Why Wool?

Can the fiber content of your thread affect the outcome of your project? See why wool is important to crewelwork.

Deanna Hall West Oct 12, 2022 - 6 min read

Why Wool? Primary Image

Deanna Hall West stitched a lovely Jacobean crewelwork project bag in wool for our Winter issue. Photos by Matt Graves

Wool is a strong, flexible natural fiber cultivated in more than 200 sheep breeds worldwide. The length of a fleece fiber (staple) helps determine its ultimate use and is classified as short, medium, or long, with the medium to long lengths generally used for embroidery wool yarns. Fleeces come in a wide range of naturally occurring colors such as black, brown, gray, white, and combinations of these colors. Wool can be dyed, with some fleece types accepting dye more readily than others. Projects crafted from wool can have remarkable longevity—centuries, in fact!

England has a long and important sheep breeding and wool producing history. Some longwool British sheep are thought to have descended from the sheep originally brought by the invading Romans during the 1st century CE. From the Middle Ages (1108–1453), sheep and wool became major British exports, allowing the sheep-rearing villages to become very wealthy and powerful. This was especially true of the Cotswold region, where a present-day village visitor can still see the remnants of the ancient wool markets. The Appletons crewel yarn used in the drawn-string bag in PieceWork Winter 2022 came from the Yorkshire area.

Appleton wool yarns used in Deanna’s project

Types of Wool Yarn for Needlework

Tapestry yarn is a soft, pliable, tightly twisted 4-ply yarn that should not be separated into individual strands. Normally, tapestry yarn is stitched on size 10- to 12-count mono or interlocked needlepoint canvas or 10/20 count Penelope canvas, as it covers these canvas sizes without packing the holes too tightly with yarn. Tapestry yarn is available in many color families with many shades within each of these families.

Persian yarn is a three-stranded, loosely twisted wool yarn with each strand consisting of 2 plies. This yarn should always be separated into its individual strands and subsequently used as a single stand or recombined into multi-stranded yarn lengths. Persian yarn is the most popular wool yarn used for needlepoint canvases today because of its availability, versatility, and tremendous number of color families and the many shades within each family. This yarn can also be used as a surface embroidery yarn.
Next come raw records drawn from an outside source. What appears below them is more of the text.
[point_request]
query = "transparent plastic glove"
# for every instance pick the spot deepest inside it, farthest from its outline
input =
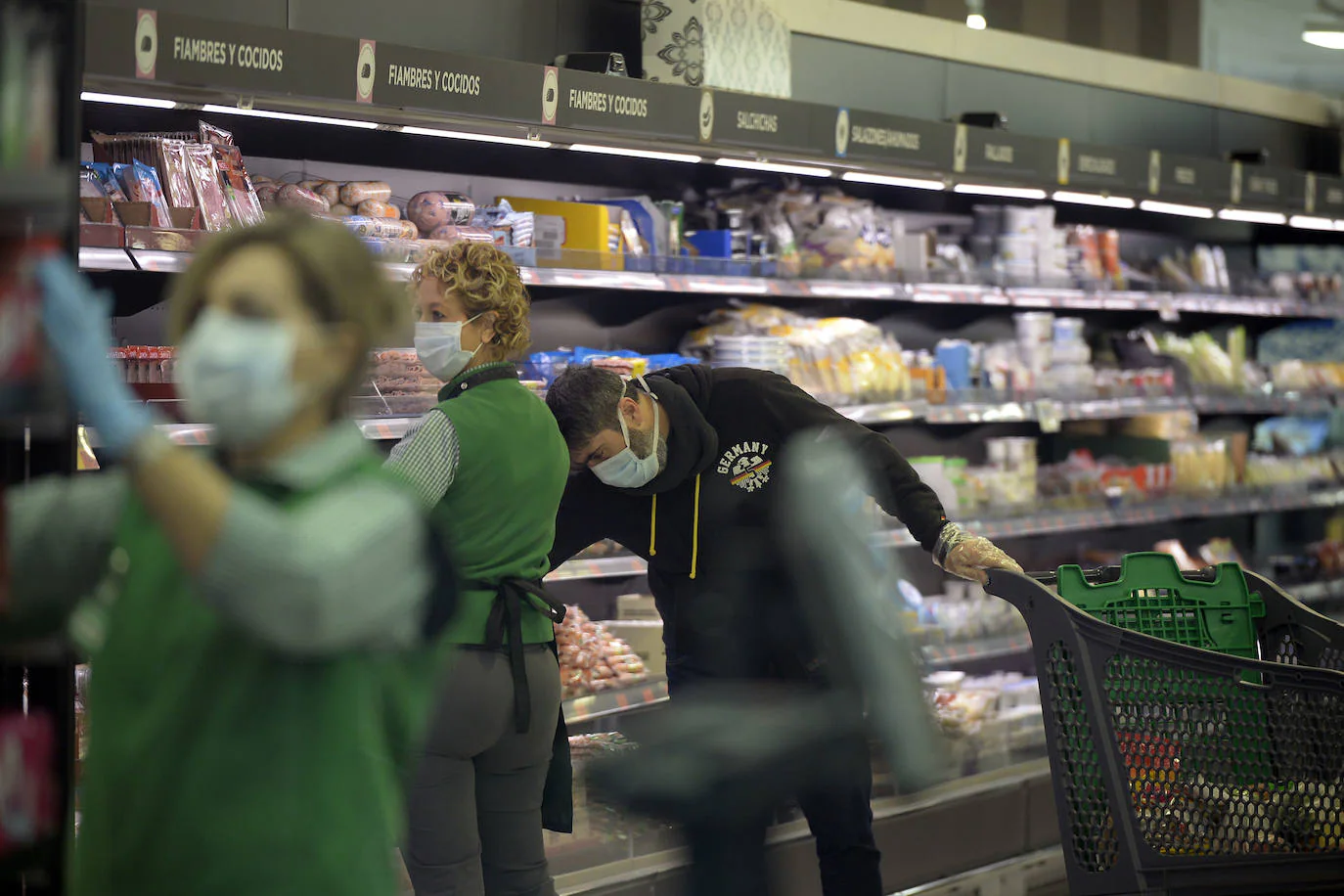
(75, 319)
(967, 555)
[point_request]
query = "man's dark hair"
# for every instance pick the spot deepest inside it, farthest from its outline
(584, 402)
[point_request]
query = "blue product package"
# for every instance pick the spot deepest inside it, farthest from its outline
(953, 356)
Persian yarn is very long wearing.

Crewel yarn is a fine, loosely twisted, 2-ply worsted wool yarn that is used as is, or the strands can be combined for more coverage. Using this particular yarn for surface embroidery began much earlier than the 11th century, when the earliest surviving European crewel piece, the Bayeaux Tapestry, was stitched. Jacobean crewelwork began in earnest in Britain in the 17th century and eventually flowed to Colonial America during the 18th century.
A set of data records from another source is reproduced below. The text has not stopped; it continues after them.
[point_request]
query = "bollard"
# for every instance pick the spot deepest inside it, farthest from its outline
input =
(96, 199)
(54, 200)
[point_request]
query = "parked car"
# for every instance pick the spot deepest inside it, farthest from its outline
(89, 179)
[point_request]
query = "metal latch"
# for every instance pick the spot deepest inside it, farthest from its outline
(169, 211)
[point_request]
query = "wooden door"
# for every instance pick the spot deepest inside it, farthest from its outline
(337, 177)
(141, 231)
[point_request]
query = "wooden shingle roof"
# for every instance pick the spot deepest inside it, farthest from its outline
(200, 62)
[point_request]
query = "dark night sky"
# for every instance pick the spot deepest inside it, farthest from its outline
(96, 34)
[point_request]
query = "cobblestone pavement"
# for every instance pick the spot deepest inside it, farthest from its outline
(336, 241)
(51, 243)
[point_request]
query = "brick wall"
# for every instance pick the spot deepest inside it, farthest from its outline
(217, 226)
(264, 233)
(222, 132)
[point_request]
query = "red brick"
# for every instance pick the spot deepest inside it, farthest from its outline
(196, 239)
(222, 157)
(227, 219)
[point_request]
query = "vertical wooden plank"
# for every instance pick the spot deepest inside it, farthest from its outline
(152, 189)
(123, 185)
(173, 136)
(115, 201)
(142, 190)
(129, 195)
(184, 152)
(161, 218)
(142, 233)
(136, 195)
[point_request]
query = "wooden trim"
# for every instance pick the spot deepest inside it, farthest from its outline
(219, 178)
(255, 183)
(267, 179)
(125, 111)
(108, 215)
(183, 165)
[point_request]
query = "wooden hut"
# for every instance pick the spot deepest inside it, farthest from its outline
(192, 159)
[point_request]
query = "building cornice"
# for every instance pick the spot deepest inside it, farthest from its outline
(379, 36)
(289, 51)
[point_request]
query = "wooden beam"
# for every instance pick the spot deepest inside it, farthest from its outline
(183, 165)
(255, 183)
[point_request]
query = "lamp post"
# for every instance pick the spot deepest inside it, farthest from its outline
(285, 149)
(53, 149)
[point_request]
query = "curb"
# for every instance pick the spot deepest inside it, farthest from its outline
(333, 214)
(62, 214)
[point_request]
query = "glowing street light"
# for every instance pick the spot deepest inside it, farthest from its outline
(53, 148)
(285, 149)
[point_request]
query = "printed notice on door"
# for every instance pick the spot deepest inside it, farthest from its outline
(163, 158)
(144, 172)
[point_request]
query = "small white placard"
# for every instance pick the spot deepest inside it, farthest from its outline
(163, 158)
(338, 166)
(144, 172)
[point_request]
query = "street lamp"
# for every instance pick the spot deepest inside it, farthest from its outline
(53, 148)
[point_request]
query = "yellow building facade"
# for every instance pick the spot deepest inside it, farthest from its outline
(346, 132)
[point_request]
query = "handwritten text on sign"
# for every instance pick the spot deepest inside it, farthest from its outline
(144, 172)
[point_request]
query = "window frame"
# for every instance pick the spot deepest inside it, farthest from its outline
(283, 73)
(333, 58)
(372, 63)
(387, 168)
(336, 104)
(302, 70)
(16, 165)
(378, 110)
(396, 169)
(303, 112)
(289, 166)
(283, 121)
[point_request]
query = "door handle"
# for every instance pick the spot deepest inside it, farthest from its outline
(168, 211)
Some miscellaneous laceweight and fingering-weight wool yarns can also be used for embroidery, although they may not be as sturdy as yarns that are created for the needlework market. Of course, all wool yarns can be couched to fabric surfaces.

Wool gives more depth to stitches and fluffs out to fill the spaces.

Why wool yarn?

Because of its basic makeup, wool yarns spread slightly and therefore fill in a design area more easily and quickly. Persian and crewel yarns blend together more easily than cotton or linen threads due to this spread, but also because the tiny fibers extending from the yarn intermingle with each other, especially when working such embroidery stitches as satin and long-and-short. The ability to blend also makes mixing strands of different shades in the needle very effective. Wool yarns enhance a textured embroidery piece.
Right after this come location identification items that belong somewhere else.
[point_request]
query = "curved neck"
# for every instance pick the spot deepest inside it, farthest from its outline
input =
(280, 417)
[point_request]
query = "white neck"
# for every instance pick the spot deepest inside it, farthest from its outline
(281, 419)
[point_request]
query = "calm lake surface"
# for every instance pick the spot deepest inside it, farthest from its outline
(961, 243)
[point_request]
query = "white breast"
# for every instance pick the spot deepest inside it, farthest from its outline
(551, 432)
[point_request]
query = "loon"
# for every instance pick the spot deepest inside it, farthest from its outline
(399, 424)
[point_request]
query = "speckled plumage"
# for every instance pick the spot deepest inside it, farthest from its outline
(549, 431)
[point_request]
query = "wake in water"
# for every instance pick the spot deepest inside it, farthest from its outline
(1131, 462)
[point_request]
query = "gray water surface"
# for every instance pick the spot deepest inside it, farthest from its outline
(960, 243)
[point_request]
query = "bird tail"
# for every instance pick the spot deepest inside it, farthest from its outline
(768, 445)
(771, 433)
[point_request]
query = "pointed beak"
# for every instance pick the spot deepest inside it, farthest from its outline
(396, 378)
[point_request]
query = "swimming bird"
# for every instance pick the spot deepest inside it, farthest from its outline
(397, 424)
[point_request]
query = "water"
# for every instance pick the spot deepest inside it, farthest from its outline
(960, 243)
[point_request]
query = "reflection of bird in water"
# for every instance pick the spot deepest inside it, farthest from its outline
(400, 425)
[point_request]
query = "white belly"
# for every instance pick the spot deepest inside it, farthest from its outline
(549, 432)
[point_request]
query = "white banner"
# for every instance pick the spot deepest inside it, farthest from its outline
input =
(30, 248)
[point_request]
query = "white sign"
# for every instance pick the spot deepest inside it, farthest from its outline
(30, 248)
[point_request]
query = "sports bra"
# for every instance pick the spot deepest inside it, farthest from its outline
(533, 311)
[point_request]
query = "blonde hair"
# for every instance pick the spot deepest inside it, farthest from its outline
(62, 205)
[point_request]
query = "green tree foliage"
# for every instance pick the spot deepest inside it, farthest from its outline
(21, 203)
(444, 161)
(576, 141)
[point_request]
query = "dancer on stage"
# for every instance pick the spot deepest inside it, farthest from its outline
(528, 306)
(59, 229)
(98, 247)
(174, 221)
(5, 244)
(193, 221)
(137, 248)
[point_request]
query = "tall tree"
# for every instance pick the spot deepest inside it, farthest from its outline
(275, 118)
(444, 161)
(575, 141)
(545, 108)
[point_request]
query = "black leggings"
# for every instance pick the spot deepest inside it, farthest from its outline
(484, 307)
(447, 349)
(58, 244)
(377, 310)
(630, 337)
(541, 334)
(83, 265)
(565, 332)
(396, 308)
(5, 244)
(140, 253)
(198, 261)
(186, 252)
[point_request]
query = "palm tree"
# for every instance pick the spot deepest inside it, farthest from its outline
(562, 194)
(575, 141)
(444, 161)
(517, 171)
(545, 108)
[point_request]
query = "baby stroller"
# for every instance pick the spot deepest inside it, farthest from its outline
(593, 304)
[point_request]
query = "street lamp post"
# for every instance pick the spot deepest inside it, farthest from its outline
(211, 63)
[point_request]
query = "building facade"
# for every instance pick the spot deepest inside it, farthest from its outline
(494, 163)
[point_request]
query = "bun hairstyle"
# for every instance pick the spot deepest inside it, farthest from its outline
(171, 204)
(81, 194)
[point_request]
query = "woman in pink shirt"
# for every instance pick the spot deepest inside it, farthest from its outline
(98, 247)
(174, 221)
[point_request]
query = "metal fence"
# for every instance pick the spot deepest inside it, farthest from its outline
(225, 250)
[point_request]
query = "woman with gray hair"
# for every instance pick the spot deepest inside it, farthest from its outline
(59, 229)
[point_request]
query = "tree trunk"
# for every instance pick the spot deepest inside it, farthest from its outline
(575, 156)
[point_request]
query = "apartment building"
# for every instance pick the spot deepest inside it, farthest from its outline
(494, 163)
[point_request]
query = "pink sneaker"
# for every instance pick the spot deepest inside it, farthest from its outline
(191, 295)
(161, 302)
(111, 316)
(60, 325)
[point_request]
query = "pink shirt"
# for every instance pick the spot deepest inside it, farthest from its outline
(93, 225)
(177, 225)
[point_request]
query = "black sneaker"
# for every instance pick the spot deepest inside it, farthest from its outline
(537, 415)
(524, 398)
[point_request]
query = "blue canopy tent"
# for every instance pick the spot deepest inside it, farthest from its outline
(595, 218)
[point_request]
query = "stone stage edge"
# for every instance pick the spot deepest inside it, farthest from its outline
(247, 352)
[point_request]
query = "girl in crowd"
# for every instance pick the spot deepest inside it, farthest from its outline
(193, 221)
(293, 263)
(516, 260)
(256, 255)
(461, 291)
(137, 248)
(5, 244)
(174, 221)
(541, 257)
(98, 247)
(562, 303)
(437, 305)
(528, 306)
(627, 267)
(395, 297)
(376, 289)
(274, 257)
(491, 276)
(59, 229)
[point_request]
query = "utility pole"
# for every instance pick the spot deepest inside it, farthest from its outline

Wool yarns can be stitched onto fabrics such as felt, cotton or linen twill, wool, needlepoint canvas, counted-thread fabrics (Aida, evenweaves), knitted and crocheted fabrics, and even heavier fabrics such as denim. To prevent puckering of the foundation material and to more accurately place each stitch, always tension the fabric in an embroidery hoop or frame.

Using the correct needle size and type is important. Tapestry, chenille, and embroidery/crewel needles have large eyes to accommodate the yarn size and a wide body to create large holes in the foundation fabrics. This keeps the yarn from excessively rubbing on the fabric during the stitching process. A blunt needle is used for needlepoint canvases and evenweave fabrics, but a sharp needle should always be used when the yarn is to pierce the foundation fabric. Match the yarn weight or strand number to the correct needle size and the fabric weight and type. Using short yarn lengths of 16–18 inches (41–46 cm) reduces yarn abrasion as it’s being pulled through the fabric repeatedly.

Wool yarn—what’s not to love about working with this wonderfully versatile, luxurious, beautiful stitching medium?

Deanna Hall West is a former needlework technical editor for PieceWork and former editor of The Needleworker magazine.